From: bv@wjv.com (Bill Vermillion) Subject: Re: Recovering data on HDD with unknown SCO ver? References: <9c2fdbd4.0112041231.3863e78f@posting.google.com> Date: Wed, 5 Dec 2001 00:14:58 GMT In article <9c2fdbd4.0112041231.3863e78f@posting.google.com>, Jonathan Roy <royj@spectrapremium.com> wrote: >Here is my problem, I need to retrieve data from a system in our >company that doesn't start anymore. No backups were done, no emergency >disk and no one knows the system or OS (I believe it is SCO >openserver), it is like a system dropped from space. The machine is a >an old P60, 16MB ram with 3 SCSI drives. When it boots I get:
P60 is the very first release of the Pentium chip - that puts this machine about five years before the first release of Openserver. The SCO Unix was only about 2 years old at that time, and Xenix was still viable. You may even have an old Xenix system installed. If it's Xenix then its the original S51 file system and in the newer SCO's you could add support for the Xenix file system. >boot not found >Cannot open >Stage 1 boot failure: error loading hd(40)/boot >I guess the kernel is corrupted or something like that. That's probably the first stage boot loader, well before it tries to load the kernel. The drive could be gone.

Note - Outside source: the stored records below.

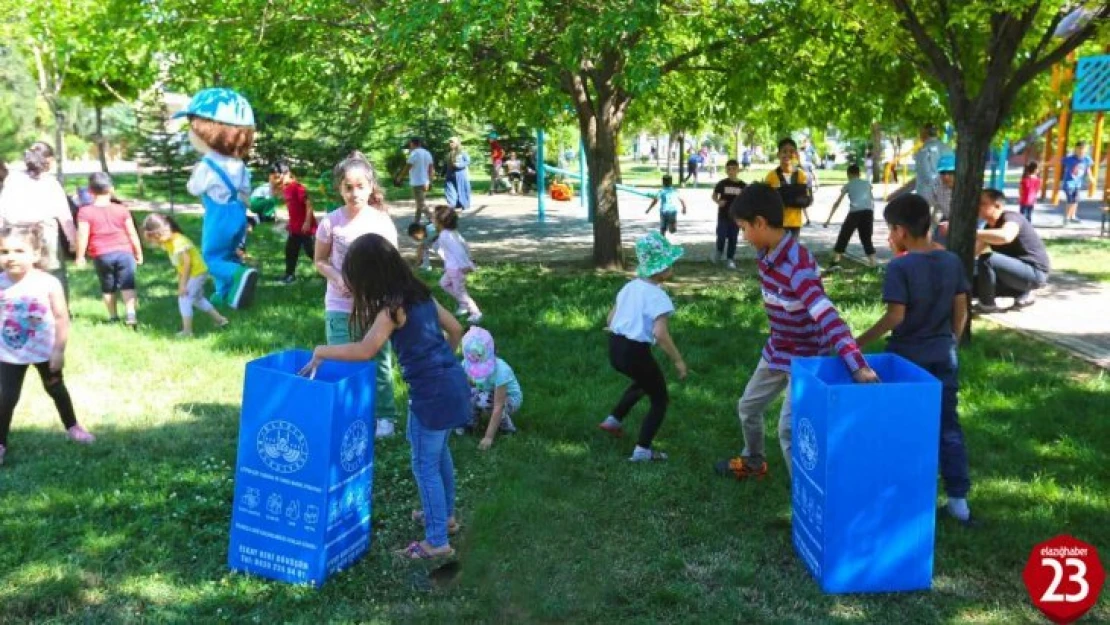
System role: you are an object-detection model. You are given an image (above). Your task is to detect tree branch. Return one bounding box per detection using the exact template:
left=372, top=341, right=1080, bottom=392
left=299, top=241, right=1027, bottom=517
left=1005, top=4, right=1110, bottom=100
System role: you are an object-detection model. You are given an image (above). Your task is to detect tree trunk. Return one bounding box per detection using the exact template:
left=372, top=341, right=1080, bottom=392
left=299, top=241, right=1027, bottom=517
left=864, top=122, right=884, bottom=184
left=97, top=104, right=108, bottom=173
left=578, top=111, right=624, bottom=269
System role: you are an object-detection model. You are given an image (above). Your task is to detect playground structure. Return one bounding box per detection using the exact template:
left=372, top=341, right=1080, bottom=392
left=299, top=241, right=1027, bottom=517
left=536, top=129, right=655, bottom=223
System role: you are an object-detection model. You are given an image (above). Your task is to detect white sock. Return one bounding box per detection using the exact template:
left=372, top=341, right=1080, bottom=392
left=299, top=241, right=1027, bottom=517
left=948, top=497, right=971, bottom=521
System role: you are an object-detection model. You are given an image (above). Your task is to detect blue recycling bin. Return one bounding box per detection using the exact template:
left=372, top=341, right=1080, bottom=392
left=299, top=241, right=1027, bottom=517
left=228, top=351, right=375, bottom=586
left=790, top=354, right=940, bottom=593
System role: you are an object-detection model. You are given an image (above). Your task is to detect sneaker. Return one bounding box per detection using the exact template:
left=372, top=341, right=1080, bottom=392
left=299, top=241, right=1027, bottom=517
left=628, top=447, right=667, bottom=462
left=597, top=416, right=624, bottom=438
left=714, top=456, right=767, bottom=480
left=65, top=425, right=97, bottom=445
left=231, top=268, right=259, bottom=310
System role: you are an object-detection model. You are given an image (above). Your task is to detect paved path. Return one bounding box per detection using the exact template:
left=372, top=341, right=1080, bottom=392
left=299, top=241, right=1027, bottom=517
left=137, top=177, right=1110, bottom=369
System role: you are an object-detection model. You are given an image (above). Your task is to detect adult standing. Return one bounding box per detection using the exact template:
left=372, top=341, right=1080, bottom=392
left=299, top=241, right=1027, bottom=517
left=443, top=137, right=471, bottom=211
left=1060, top=141, right=1093, bottom=225
left=976, top=189, right=1050, bottom=313
left=401, top=137, right=435, bottom=223
left=0, top=141, right=77, bottom=302
left=488, top=132, right=505, bottom=195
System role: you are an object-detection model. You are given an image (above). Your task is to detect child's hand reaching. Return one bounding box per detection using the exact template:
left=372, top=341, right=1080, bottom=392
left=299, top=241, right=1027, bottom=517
left=851, top=366, right=881, bottom=384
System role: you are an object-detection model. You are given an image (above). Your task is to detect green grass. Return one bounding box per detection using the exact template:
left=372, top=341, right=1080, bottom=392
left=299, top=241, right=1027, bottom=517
left=1045, top=239, right=1110, bottom=283
left=0, top=218, right=1110, bottom=623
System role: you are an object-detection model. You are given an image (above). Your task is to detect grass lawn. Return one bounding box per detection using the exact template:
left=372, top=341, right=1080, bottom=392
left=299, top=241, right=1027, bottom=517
left=0, top=214, right=1110, bottom=623
left=1045, top=239, right=1110, bottom=282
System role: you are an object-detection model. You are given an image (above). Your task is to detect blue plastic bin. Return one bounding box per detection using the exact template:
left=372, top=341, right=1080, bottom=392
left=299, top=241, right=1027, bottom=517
left=790, top=354, right=940, bottom=593
left=228, top=351, right=375, bottom=586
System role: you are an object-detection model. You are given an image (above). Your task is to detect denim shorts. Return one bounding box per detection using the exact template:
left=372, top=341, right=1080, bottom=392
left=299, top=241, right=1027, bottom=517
left=92, top=252, right=135, bottom=295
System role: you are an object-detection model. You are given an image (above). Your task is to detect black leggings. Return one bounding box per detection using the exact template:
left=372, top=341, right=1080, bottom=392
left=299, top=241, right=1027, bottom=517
left=833, top=211, right=875, bottom=256
left=0, top=362, right=77, bottom=445
left=285, top=233, right=315, bottom=275
left=609, top=334, right=669, bottom=448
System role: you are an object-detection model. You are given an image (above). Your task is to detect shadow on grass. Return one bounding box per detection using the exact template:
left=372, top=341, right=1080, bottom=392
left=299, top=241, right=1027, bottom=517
left=0, top=265, right=1110, bottom=623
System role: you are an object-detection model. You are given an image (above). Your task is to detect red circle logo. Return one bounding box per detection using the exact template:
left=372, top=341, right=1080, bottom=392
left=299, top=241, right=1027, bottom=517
left=1021, top=534, right=1107, bottom=625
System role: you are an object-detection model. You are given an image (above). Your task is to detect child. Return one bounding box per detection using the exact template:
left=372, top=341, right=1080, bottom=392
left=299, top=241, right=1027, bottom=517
left=716, top=183, right=878, bottom=480
left=713, top=159, right=747, bottom=269
left=455, top=325, right=524, bottom=451
left=598, top=232, right=686, bottom=462
left=301, top=234, right=471, bottom=561
left=315, top=152, right=397, bottom=436
left=505, top=152, right=523, bottom=195
left=859, top=195, right=971, bottom=525
left=825, top=164, right=875, bottom=269
left=644, top=175, right=686, bottom=236
left=272, top=162, right=316, bottom=284
left=766, top=137, right=813, bottom=238
left=142, top=213, right=228, bottom=339
left=432, top=205, right=482, bottom=325
left=1018, top=161, right=1040, bottom=223
left=77, top=172, right=142, bottom=330
left=408, top=221, right=440, bottom=271
left=0, top=225, right=95, bottom=464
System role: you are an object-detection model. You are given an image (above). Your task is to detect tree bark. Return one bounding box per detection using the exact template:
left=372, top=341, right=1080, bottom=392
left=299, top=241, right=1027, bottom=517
left=864, top=122, right=885, bottom=184
left=97, top=104, right=109, bottom=173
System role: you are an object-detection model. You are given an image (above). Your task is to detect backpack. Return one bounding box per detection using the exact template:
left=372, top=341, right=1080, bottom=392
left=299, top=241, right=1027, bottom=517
left=775, top=168, right=814, bottom=209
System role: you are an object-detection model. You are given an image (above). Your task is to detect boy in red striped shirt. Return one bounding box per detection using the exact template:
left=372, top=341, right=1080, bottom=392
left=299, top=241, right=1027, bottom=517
left=716, top=183, right=879, bottom=480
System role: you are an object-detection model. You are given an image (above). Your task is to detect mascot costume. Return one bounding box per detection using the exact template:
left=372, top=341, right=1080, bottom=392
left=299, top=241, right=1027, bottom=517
left=173, top=89, right=259, bottom=309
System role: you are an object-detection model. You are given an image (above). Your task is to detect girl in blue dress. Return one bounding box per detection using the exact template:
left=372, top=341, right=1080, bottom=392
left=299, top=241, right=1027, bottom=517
left=301, top=234, right=471, bottom=560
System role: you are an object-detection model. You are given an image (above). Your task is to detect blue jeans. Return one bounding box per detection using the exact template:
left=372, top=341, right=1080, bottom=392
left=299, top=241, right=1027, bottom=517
left=407, top=412, right=455, bottom=547
left=976, top=252, right=1048, bottom=305
left=902, top=351, right=971, bottom=498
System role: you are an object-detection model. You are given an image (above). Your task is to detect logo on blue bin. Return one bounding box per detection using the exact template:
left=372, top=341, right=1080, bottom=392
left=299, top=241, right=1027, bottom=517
left=798, top=419, right=820, bottom=471
left=258, top=421, right=309, bottom=473
left=340, top=420, right=370, bottom=471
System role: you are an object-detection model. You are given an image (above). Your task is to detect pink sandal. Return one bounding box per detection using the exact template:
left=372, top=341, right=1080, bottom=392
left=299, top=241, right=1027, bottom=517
left=393, top=541, right=455, bottom=561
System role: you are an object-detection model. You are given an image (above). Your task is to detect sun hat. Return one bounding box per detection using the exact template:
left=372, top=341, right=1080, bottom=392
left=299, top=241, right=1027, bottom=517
left=636, top=232, right=683, bottom=278
left=463, top=325, right=497, bottom=383
left=172, top=88, right=254, bottom=127
left=937, top=154, right=956, bottom=173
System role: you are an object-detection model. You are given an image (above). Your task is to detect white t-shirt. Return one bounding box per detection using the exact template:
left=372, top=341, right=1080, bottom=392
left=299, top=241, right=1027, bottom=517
left=408, top=148, right=433, bottom=187
left=185, top=152, right=251, bottom=204
left=609, top=279, right=675, bottom=343
left=840, top=178, right=875, bottom=212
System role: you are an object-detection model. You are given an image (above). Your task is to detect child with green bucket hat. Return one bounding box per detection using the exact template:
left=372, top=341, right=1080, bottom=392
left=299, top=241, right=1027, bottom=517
left=598, top=232, right=686, bottom=462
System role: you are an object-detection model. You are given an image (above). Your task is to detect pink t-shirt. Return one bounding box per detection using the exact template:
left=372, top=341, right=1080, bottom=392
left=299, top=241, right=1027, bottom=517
left=316, top=206, right=397, bottom=313
left=1018, top=175, right=1040, bottom=206
left=0, top=270, right=62, bottom=364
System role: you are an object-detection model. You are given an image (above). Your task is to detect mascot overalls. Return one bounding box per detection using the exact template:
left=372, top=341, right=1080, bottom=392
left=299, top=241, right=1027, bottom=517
left=173, top=89, right=259, bottom=309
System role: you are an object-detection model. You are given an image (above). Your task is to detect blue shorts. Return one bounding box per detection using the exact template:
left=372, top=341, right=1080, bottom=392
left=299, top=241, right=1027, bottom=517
left=92, top=252, right=135, bottom=295
left=1063, top=184, right=1080, bottom=204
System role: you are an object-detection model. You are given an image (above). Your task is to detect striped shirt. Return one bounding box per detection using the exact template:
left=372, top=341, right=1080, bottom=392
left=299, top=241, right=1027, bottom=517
left=759, top=234, right=867, bottom=373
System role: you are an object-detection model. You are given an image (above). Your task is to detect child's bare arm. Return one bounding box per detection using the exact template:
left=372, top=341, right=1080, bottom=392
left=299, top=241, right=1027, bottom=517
left=952, top=293, right=968, bottom=342
left=478, top=385, right=508, bottom=451
left=856, top=302, right=906, bottom=347
left=652, top=314, right=686, bottom=380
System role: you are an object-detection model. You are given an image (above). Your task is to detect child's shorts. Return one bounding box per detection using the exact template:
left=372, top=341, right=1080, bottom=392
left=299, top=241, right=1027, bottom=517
left=659, top=213, right=678, bottom=232
left=92, top=252, right=135, bottom=294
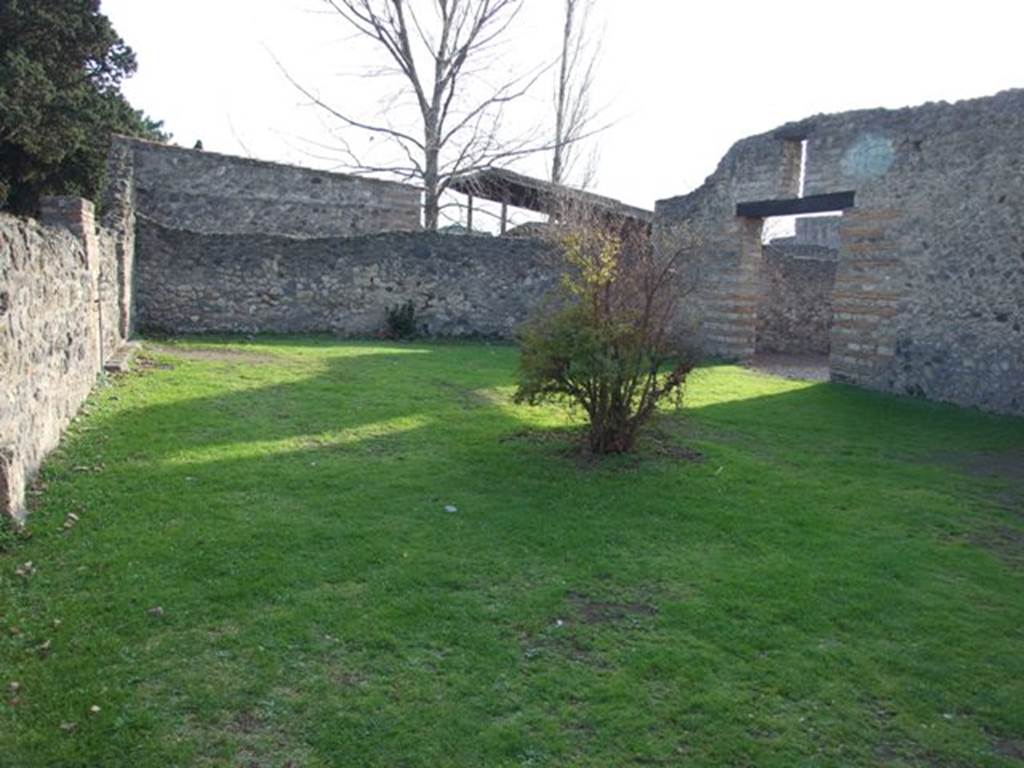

>I know Linux a >lot so I built a floppy with tomsrtbt to try to mount the disks, the >filesystem is not recognized. I moved the SCSI controller to a second >machine (the P60 has the wonderful RZ1000 IDE controler) running >redhat 7.2 and tried mounting the drives again. >Fdisk on the 3 drives gives the following >/dev/sda4 * 1 130 1044193+ 63 GNU HURD >/dev/sdb4 * 1 130 1044193+ 63 GNU HURD >/dev/sdc4 * 1 553 4441941 63 GNU HURD I think you'd be a lot better off trying to read it with something more of that era. Be sure not to use any of the fsck or other utilities. >Can someone pinpoint a way to at least be able to verify the HDD >content and find out about the version (one drive is really loud), or >a recovery boot so I can try to restart the system. Which filesystem >type could be on the system's HDD (now I love ext2). Which linux >filesystem (mount -t /dev/sda4 /mnt) type can I try. If you can perform a dd on the Linux system you may be able to figure out what is there. >And my worst nightmare would be that the system supports raid, the >SCSI controller is a 2940 (I don't think it does). A 2940 on an old P60 indicates to me that the controller was changed at one time or another. Again - from memory - but I don't think the 2940 was out when the P60 was introduced. Just be carefull. If you really need the data you may have to go to someone like Ontrack - they can recover almost anything - even if they have to take the drive apart to do. Not cheap however.